Visited the GLOSSMAX shop twice during it's supposed opening hours but shop was all locked up.
Tried repeatedly ringing both the landline and mobile to see if opening days have changed, but to date have had no answer.

Anyone shed any light on this please!!!


----------



## Glossmax (May 9, 2007)

The shop was closed a week ago Jason, put up a post in the Traders section.
Sorry for the confusion.
You can still pick product up from us as the company is still going and the internet side of the business is unaffected, but I'll need to know when.


----------



## vw beetle (Feb 26, 2009)

Trying to get hold of you to see what items you have and collect :driver::car: tomorrow.

If i cant get hold of you tomorrow.
Anyone know where else i can find products,
like snowfoam :detailer: and a g220 kit :buffer:.

So anywhere between chepstow and porthcawl.

P.S can anyone confirm its still the numbers on website to ring as mobile is not connecting


----------



## cosmo (Mar 8, 2007)

_GLOSSMAX_ website now comes up with a security warning too 

Has it all bitten the dust :doublesho

Do I smell a rat


----------



## Guest (Aug 28, 2010)

We live an learn really, I work in a pub now and serve undersupervision. I work less hours and take home about £75 a week so I'm much better off


----------



## Ste T (Jul 17, 2008)

Sam, i would just hold off making anymore post in this threads and think about editing your previous one, its not fare, this is between you and Mr Glossworx, im glad you took the right steps, if your unhappy in a place of work you should leave, and there are problems in 99% of work places with customers, but im sure if the mini customer was to now come across this post and read it they would be very unhappy, even if it is the truth. please dont see this as im being a keyboard warrior, im just airing on the side of caution.


----------



## Guest (Aug 28, 2010)

20RSport said:


> Sam, i would just hold off making anymore post in this threads and think about editing your previous one, its not fare, this is between you and Mr Glossworx, im glad you took the right steps, if your unhappy in a place of work you should leave, and there are problems in 99% of work places with customers, but im sure if the mini customer was to now come across this post and read it they would be very unhappy, even if it is the truth. please dont see this as im being a keyboard warrior, im just airing on the side of caution.

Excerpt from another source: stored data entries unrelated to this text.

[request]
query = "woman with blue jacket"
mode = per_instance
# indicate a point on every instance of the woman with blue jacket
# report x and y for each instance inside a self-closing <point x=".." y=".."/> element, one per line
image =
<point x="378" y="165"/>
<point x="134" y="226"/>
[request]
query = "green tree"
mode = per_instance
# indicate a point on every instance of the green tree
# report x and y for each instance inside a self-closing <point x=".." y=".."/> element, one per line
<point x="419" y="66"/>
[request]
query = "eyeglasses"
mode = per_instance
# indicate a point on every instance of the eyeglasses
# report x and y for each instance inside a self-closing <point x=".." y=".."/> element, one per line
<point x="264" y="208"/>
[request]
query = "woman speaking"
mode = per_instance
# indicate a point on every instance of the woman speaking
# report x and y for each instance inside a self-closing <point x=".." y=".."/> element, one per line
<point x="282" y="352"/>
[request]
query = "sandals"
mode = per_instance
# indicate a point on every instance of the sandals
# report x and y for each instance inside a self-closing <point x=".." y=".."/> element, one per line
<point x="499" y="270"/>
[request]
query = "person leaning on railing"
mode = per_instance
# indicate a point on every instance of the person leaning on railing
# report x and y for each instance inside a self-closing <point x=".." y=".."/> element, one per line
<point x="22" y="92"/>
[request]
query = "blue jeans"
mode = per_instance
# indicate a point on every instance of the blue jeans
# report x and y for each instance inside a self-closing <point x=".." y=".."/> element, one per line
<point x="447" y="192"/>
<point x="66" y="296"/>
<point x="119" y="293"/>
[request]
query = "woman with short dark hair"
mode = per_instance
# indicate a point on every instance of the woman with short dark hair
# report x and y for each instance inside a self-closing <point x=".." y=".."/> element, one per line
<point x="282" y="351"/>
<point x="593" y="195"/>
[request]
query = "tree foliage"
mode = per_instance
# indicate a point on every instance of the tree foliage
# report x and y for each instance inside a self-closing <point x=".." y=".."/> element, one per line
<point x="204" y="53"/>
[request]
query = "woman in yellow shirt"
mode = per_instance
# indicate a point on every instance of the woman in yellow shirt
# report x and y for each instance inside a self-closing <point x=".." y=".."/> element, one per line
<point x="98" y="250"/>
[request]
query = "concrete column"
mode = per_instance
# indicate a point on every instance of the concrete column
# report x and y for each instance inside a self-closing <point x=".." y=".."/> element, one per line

But at the end of the day I'd rather not let anyone else suffer his bad customer service and shoddy work  So can I have my post back please?


----------



## Deano (Jul 7, 2006)

not yet no.


----------



## Guest (Aug 28, 2010)

When can I have it back


----------



## Deano (Jul 7, 2006)

when i've spoken to the others and when we decide what to do with it.


----------



## Guest (Aug 28, 2010)

Ok thanks


----------



## ChrisD (Mar 7, 2009)

whats happened? Gone bust?


----------



## vw beetle (Feb 26, 2009)

OOOPPSSS looks like i re opened a can of worms.
Owell ive never had problems with the service just getting hold of him LOL.
Now found someone on fle bay in worcester selling lots of products. Left them a pm to see if i can collect said items tomorrow, so i can have a play on a car monday.

Shame if he has gone. If has gone, the site shouldnt be there tho. Glad i always ring my order in.

Is there anywhere else in south wales??
is there one in Bristol.
Just handy to know, if i need somthing quick.
So at the mo, this one i found in worcester is nearest.


----------



## Guest (Aug 28, 2010)

Try Ti22, I think he only does Dodo and Swissvax though.


----------